As an athlete, Sylvie Sauvé is known for far more than her excellent performances. Her involvement in the development of sports for people with cerebral palsy in Quebec, as well as her fight for the rights of people with a disability, lead CCPSA to recognize Sylvie as a person who has made her mark in Paralympic sports in Quebec in the 1980s and 90s.
Sylvie realized a dream when she participated in her first Paralympic Games in Seoul in 1988. In addition to returning with souvenirs in her luggage, she also packed a bronze medal that she won for the 100m. The Quebec athlete received extensive media coverage and became one of the big names in sports for people with disabilities. In 1992, she again participated in the Paralympic Games, this time in Barcelona, and finished 5th in the 100m despite an unhealed injury. Two years after the Barcelona games, she was forced to end her athletic career. Injuries were piling up and the pains that she had tolerated for so long were becoming ever more serious.

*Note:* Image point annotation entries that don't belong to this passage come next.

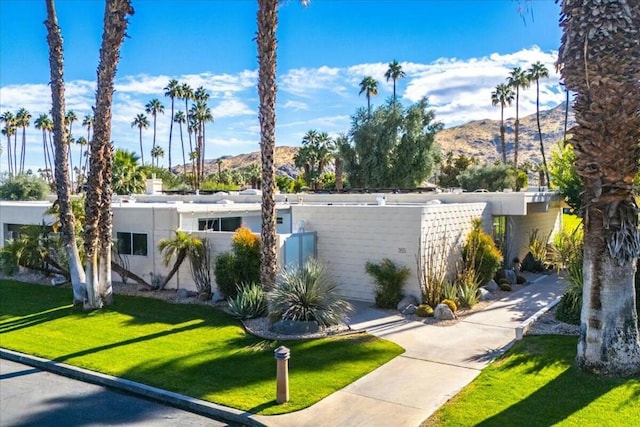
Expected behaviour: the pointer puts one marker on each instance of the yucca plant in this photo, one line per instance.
(307, 294)
(250, 301)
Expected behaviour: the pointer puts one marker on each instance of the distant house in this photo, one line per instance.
(343, 231)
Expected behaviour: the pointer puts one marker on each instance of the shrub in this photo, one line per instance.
(241, 265)
(307, 294)
(504, 286)
(23, 187)
(452, 304)
(250, 301)
(424, 310)
(390, 279)
(450, 291)
(481, 254)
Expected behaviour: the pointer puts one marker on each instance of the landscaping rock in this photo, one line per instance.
(294, 327)
(484, 294)
(511, 277)
(410, 309)
(443, 312)
(407, 301)
(491, 286)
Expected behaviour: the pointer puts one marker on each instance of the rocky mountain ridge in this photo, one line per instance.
(478, 138)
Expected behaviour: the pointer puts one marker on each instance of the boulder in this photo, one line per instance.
(443, 312)
(491, 286)
(410, 309)
(407, 301)
(511, 277)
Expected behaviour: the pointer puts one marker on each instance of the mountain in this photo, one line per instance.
(481, 138)
(478, 138)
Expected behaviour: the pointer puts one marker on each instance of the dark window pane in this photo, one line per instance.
(139, 244)
(124, 243)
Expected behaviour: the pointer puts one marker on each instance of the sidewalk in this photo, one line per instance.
(438, 362)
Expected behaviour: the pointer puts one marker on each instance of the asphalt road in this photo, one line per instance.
(31, 397)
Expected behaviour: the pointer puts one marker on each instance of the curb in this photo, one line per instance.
(180, 401)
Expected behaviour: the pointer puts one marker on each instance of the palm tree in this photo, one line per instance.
(182, 246)
(599, 61)
(369, 86)
(180, 118)
(503, 95)
(172, 90)
(535, 73)
(394, 72)
(141, 122)
(517, 79)
(156, 153)
(23, 120)
(44, 123)
(9, 130)
(186, 93)
(154, 107)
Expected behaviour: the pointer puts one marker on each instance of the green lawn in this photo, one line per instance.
(536, 383)
(190, 349)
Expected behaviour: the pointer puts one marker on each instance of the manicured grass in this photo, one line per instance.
(536, 383)
(190, 349)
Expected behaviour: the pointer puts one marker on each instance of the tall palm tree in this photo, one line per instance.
(61, 170)
(394, 72)
(369, 86)
(503, 96)
(154, 107)
(98, 223)
(599, 61)
(156, 153)
(23, 120)
(517, 79)
(180, 118)
(9, 130)
(535, 73)
(172, 90)
(141, 122)
(186, 93)
(44, 124)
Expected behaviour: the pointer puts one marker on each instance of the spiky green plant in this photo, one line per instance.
(307, 294)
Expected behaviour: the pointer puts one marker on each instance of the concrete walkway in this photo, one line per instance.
(438, 362)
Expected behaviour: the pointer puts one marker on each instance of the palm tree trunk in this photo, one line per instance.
(502, 139)
(266, 41)
(67, 219)
(170, 132)
(544, 159)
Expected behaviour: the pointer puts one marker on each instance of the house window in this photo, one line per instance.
(132, 243)
(500, 231)
(220, 224)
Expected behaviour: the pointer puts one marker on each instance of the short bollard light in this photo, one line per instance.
(282, 354)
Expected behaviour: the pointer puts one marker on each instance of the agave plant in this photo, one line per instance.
(307, 294)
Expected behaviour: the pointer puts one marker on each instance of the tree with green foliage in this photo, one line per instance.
(394, 72)
(368, 86)
(393, 148)
(564, 177)
(23, 187)
(502, 96)
(451, 169)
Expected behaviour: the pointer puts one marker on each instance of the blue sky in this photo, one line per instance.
(453, 52)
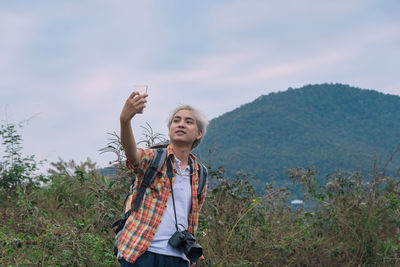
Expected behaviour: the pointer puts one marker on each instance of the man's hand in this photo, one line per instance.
(133, 105)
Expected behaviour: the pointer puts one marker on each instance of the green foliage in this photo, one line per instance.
(16, 170)
(350, 221)
(331, 126)
(66, 223)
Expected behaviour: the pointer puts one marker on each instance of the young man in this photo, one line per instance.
(144, 240)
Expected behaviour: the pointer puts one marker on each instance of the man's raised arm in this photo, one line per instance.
(133, 105)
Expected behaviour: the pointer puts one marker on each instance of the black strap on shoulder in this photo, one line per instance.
(159, 158)
(150, 174)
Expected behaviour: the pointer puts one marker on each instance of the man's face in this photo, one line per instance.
(184, 128)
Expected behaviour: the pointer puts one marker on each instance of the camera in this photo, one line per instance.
(184, 241)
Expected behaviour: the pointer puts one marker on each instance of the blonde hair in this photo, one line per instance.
(201, 121)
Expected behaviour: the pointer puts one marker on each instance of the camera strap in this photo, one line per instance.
(169, 174)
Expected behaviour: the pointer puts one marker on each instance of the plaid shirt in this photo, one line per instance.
(141, 226)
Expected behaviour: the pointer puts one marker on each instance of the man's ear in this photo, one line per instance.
(199, 136)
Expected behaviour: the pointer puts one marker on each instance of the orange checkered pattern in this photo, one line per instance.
(141, 226)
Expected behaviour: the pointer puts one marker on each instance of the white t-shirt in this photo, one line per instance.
(183, 196)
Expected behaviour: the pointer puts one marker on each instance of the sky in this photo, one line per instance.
(69, 66)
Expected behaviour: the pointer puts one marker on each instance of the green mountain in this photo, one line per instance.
(331, 127)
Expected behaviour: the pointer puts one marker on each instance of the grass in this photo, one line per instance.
(349, 221)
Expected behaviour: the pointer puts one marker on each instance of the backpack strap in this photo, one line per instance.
(160, 155)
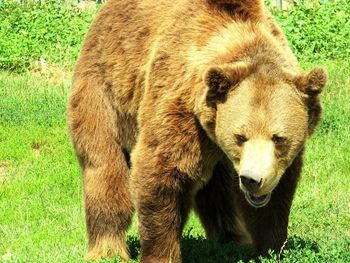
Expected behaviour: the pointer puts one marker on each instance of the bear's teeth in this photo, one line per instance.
(257, 201)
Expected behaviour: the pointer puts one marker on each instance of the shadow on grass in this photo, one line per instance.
(199, 249)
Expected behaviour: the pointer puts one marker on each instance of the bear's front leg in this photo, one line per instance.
(162, 194)
(163, 202)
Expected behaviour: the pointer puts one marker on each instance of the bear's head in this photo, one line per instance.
(260, 119)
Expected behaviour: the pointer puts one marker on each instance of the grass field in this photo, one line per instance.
(41, 210)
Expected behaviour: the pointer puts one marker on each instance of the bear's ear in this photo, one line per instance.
(313, 82)
(241, 9)
(220, 79)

Throughout her career, Sylvie aimed to advance the cause of sports for people with cerebral palsy in Quebec. She was closely involved in taking the steps that allowed the Association québécoise de sports pour paralytiques cérébraux to come into being. She also occupied the position of chair of the board of the association for seven years. Given her long involvement as a volunteer, the recognition of people with disabilities, particularly in the world of sports, is an issue dear to her heart. She is now continuing her sport involvement as coach in the sport of boccia.
It is her need to prove to others and to herself that it is possible to attain a high level of excellence that permitted Sylvie Sauve to reach her dreams. During her 10-year career as an athlete, Sylvie gathered medals, joys, memories, and experiences that she never thought she’d have in her lifetime.